I mean, this is surely true nowadays, but don’t make the mistake of projecting the political climate we are familiar with back into 1950. Various communist and socialist groups were actually better established in the South than they ever were in the North until Soviet occupation, and there were a considerable number of people who, at least during and after the war, would buy into the new government. We can see this with the Jeju Island Uprising, the Autumn Uprising, and the General Strike of 1946, where communist elements in the South were relatively successful at mobilizing the population against the American authorities. The picture is much more complicated politically than “North Korean Communist Boot stamping on the oppressed peoples of the South” It was perhaps more similar to Vietnam in that regard (with a separate southern extraction of the communist parties) than the Korea of today.

I would imagine Kim winning the Korean War would actually expand his political power, at least in the short run. Whether Kim can establish a dynasty or not, I do not know, but if Kim won the Korean War, he himself would likely hold onto power for a good while. The dynasty relies on the siege mentality, no doubt, but I don't know if Kim the Elder himself would have to depend on that.

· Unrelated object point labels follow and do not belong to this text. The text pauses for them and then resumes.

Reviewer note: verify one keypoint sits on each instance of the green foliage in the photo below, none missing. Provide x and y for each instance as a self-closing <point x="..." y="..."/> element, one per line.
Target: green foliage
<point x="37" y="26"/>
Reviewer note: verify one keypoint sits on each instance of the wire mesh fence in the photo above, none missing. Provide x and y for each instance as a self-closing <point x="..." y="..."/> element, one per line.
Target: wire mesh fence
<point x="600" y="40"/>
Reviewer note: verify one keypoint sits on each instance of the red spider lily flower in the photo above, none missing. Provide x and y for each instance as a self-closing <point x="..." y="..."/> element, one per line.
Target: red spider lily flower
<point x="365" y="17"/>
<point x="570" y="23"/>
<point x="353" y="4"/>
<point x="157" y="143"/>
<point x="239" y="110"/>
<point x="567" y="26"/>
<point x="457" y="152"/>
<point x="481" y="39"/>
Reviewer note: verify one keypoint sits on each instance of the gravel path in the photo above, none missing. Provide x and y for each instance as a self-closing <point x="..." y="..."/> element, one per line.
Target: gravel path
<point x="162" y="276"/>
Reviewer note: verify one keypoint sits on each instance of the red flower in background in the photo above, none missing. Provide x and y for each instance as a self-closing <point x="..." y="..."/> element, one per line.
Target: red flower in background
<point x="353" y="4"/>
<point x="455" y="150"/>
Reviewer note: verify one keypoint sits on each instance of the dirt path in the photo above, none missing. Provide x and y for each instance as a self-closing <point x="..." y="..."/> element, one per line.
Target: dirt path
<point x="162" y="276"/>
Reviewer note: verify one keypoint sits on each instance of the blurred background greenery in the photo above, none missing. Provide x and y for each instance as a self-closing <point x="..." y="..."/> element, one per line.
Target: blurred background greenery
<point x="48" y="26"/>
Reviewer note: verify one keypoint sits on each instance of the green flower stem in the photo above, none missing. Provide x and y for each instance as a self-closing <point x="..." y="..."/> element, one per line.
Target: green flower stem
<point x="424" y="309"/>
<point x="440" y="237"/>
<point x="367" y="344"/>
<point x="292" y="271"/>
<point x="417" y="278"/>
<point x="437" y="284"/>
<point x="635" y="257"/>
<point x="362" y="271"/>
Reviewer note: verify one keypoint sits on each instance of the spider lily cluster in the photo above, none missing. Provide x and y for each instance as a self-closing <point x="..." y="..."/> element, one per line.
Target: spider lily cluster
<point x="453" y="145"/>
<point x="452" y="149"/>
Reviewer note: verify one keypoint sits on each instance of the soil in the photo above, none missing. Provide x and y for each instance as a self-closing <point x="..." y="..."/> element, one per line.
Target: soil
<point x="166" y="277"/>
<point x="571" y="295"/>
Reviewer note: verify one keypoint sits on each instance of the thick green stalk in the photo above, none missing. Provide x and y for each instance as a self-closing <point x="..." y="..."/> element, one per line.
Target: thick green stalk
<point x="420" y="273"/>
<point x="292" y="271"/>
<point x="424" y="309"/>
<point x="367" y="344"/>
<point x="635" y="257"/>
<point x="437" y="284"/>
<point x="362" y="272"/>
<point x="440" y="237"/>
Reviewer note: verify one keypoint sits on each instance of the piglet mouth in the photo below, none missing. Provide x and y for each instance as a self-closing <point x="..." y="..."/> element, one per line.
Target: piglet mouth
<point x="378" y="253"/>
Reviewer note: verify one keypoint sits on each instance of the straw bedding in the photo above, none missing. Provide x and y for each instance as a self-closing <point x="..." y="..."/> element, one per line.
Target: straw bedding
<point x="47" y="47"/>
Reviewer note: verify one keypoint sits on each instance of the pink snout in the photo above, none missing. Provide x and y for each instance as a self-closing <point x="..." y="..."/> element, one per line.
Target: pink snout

Ironically, the victory would solidify his position and prestige but also incorporate thousands of respected and experienced party cadres and leaders into the KWP. These southerners, with differing ideas and experiences than Kim Il-Sung, might contest the leadership or at least compose a faction that would make things difficult. Of course, they could be neutralized or eliminated in this ATL, but OTL the Korean War eliminated all challengers essentially and the political situation here will be much more delicate and consist of multiple solid party structures merging into the WPK. I’d say where things can go from here depend on events, but I also disagree with your thesis that this timeline will just be “identical North Korea but larger and slightly wealthier” considering how the political situation we see today is a direct result of both the Korean War and the 1990s.

Only somewhat related to the topic, but I feel there’s a prevalence in alternate history to be very deterministic when it comes to communist regimes IOTL. There’s thousands of threads like discussing like the myriad of butterflies if Franklin Roosevelt tied his shoes on the left foot first instead of the right on December 7, 1941, but when it comes to the history of the Soviet Union or North Korea for example, many just conclude that barely anything would be different despite massive timeline changes.